Though Ford and GM are essentially buyers of battery cell technology, the road ahead is likely to involve collaboration through the supply chain, including battery cell producers and raw material suppliers.

Plastics will also become part of this ecosystem. Frost & Sullivan has estimated that plastics used in electric vehicles would see “tremendous growth” with the need to reduce weight for better performance. Between 2010 and 2017, the value of plastics in EVs grew from $500,000 to $73 million.

India a key aspect

South Korea has accordingly changed gears and is looking to interact with more Indian companies. Hyundai has already stepped on the gas and plans to begin manufacturing its Kona electric SUV at its Chennai factory by the second half of 2019.

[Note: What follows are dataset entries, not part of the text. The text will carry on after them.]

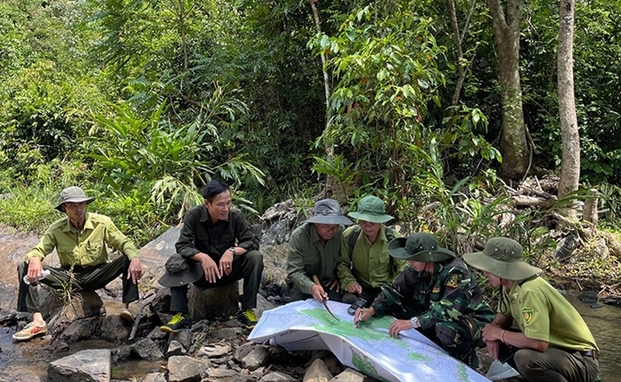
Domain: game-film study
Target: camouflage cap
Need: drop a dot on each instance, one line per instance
(73, 194)
(419, 246)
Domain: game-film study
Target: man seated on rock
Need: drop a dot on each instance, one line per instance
(220, 249)
(314, 251)
(553, 342)
(365, 263)
(80, 239)
(437, 295)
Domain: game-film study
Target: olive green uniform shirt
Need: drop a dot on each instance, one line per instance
(308, 255)
(370, 264)
(85, 248)
(542, 313)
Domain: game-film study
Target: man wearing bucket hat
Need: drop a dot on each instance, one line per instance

“India possesses numerous strengths that differentiate it from other countries. We are working towards increasing interactions, bilateral trade and other relationships going forward,” said Chong.

Insisting it was time “to strengthen our partnership in the manufacturing area, since the automotive industry will be forced to change 60 per cent of all its components and products soon,” he said the time had come to expand cooperation in the cutting-edge industry.

Chong also praised the Centre’s “swift recommendation of ideas” proposed to create an industrial canvas between companies in a centrally-located area as part of its effort to incorporate a business-friendly environment.

India and South Korea have expanded their bilateral cooperation to diverse sectors. “Today, trade volume between the two countries has surpassed $20 billion but there is so much room to further expand,” insisted Chong.

Both sides have pledged to increase bilateral trade to $50 billion by 2030. The Minister hoped that trade flows would be driven by large corporates setting up units across both markets primarily in the automotive and electronics sector.

Enter Kia

In the auto space, the two big investments have come from long-term resident, Hyundai and group company, Kia which is ready to roll out its first SUV in the second half of this calendar. Hyundai has been around for two decades now and is the closest rival to market leader Maruti Suzuki.

Similarly, if the footfalls at its pavilion in the 2018 Delhi Auto Expo are any indication, Kia is not going to have any problem when it comes to brand value. In all fairness, it was its predecessor Hyundai that played a huge role in showcasing Korea’s prowess in the automotive space.

At the time of its entry in the late-1990s, there were perhaps not too many people who knew what Hyundai represented. However, once the Santro made its debut and people queued up for the ‘Tall Boy’ offering, Hyundai had well and truly arrived.

It was also not the sole Korean automotive brand at that point in time. Daewoo had also caught the fancy of the market with its Cielo and, later, the compact Matiz. Like Hyundai, Daewoo was set to build a connect with its customers here but the parent company in Korea was rapidly heading towards bankruptcy.

It was only a matter of time before this hit the Indian operations and the Surajpur facility shut shop in 2002. Daewoo was acquired by GM, which leveraged the platform in Korea to build its business in Europe.

Kia promises plenty as a premium brand known for its stylish offerings. Young Indians who travel around the world are doubtless familiar with Kia and will be eager to lay their hands on its products when they debut here.

The other automotive brand, albeit smaller, is SsangYong Motor, which was acquired by Mahindra & Mahindra in 2011. The Korean auto-maker had gone through its ownership upheavals prior to this and was clearly skating on thin ice when M&M entered the picture. Today, it is stronger and playing a key role with its Indian owner in leveraging joint platform competencies for India and the rest of the world.